A few years ago, Oakville native Tony Bame moved back to St. Louis after living in Los Angeles and started making social media content about the potholes he hit and the aftermath of ridiculous accidents he saw. He often stands in a pothole he just hit and tells you where it is. In one video, he holds up a piece of his car that fell off; in another he has a case of beer in the pothole for scale.
He's now reached more than 8 million views across all his social platforms. Unfortunately, a post earlier this year came at the cost of his car.
This interview has been edited for length and clarity.
So in a TikTok earlier this year, you said your car was totaled.
I was parked across from the Maplewood Schnucks and someone hit it. They said they were Snapchatting. I wasn’t even in the car. I walked out to it. There were five people around the car screaming, crying, laughing, kind of mocking me about it happening. I was like “Oh my gosh, my car. What did you guys do?” And they’re like “Dude, it’s just a car.” I’m like, “I know, but I really like this car.”

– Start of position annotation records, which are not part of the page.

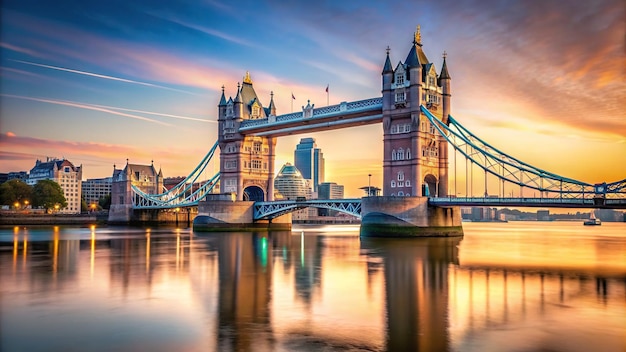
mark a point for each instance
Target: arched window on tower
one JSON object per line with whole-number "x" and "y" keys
{"x": 399, "y": 78}
{"x": 256, "y": 111}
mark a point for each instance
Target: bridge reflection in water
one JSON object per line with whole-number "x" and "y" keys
{"x": 502, "y": 287}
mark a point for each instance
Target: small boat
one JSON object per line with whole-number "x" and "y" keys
{"x": 592, "y": 221}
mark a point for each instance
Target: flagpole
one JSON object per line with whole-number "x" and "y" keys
{"x": 327, "y": 95}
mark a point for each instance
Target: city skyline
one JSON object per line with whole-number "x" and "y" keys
{"x": 100, "y": 83}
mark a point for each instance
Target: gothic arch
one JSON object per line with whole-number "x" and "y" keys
{"x": 429, "y": 188}
{"x": 253, "y": 194}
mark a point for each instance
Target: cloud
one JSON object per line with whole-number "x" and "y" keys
{"x": 91, "y": 74}
{"x": 100, "y": 156}
{"x": 154, "y": 113}
{"x": 85, "y": 106}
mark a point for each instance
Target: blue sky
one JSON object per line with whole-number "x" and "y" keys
{"x": 98, "y": 82}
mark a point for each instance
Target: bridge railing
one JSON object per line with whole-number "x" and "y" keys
{"x": 271, "y": 210}
{"x": 317, "y": 113}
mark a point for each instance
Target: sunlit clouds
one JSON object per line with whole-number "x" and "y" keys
{"x": 85, "y": 106}
{"x": 97, "y": 75}
{"x": 542, "y": 81}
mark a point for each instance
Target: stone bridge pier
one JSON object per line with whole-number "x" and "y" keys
{"x": 408, "y": 217}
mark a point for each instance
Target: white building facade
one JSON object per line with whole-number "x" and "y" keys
{"x": 63, "y": 172}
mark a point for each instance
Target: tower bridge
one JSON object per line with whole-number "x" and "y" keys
{"x": 418, "y": 194}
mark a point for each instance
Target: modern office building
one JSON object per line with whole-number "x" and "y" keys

It’ll slow you down finding more potholes.
It has slowed me down, because Enterprise is out of cars right now. But we’re at 1.5 million views, so I guess we’ll make the best of it.
You often stand in potholes you just hit. Isn’t that dangerous?
Sometimes it’s dangerous to get the job done. I may be risking my life, but I could be saving someone else’s. They could break an axle [and] crash into another car. There could be a baby in the car. Who knows? Also, I’m pretty good about timing when I go out there and do it.
In one you said you’d spilled coffee on yourself from Cafe Dulce on the Hill. Was that real?
I spilled it all over me. I hit the pothole and got a flat, so I couldn’t move. I got up in front of the car and said, 'This needs to be fixed.'
You start all of your TikToks with the phrase “Wouldn’t you know it.” Where did that come from?
I have a few creative friends that help me produce the ideas. The brand is “wouldn’t you know it,” but it isn’t just St. Louis. We hope to have an impact on other cities as well. We want to bring light to the kind of situation everyone has to deal with.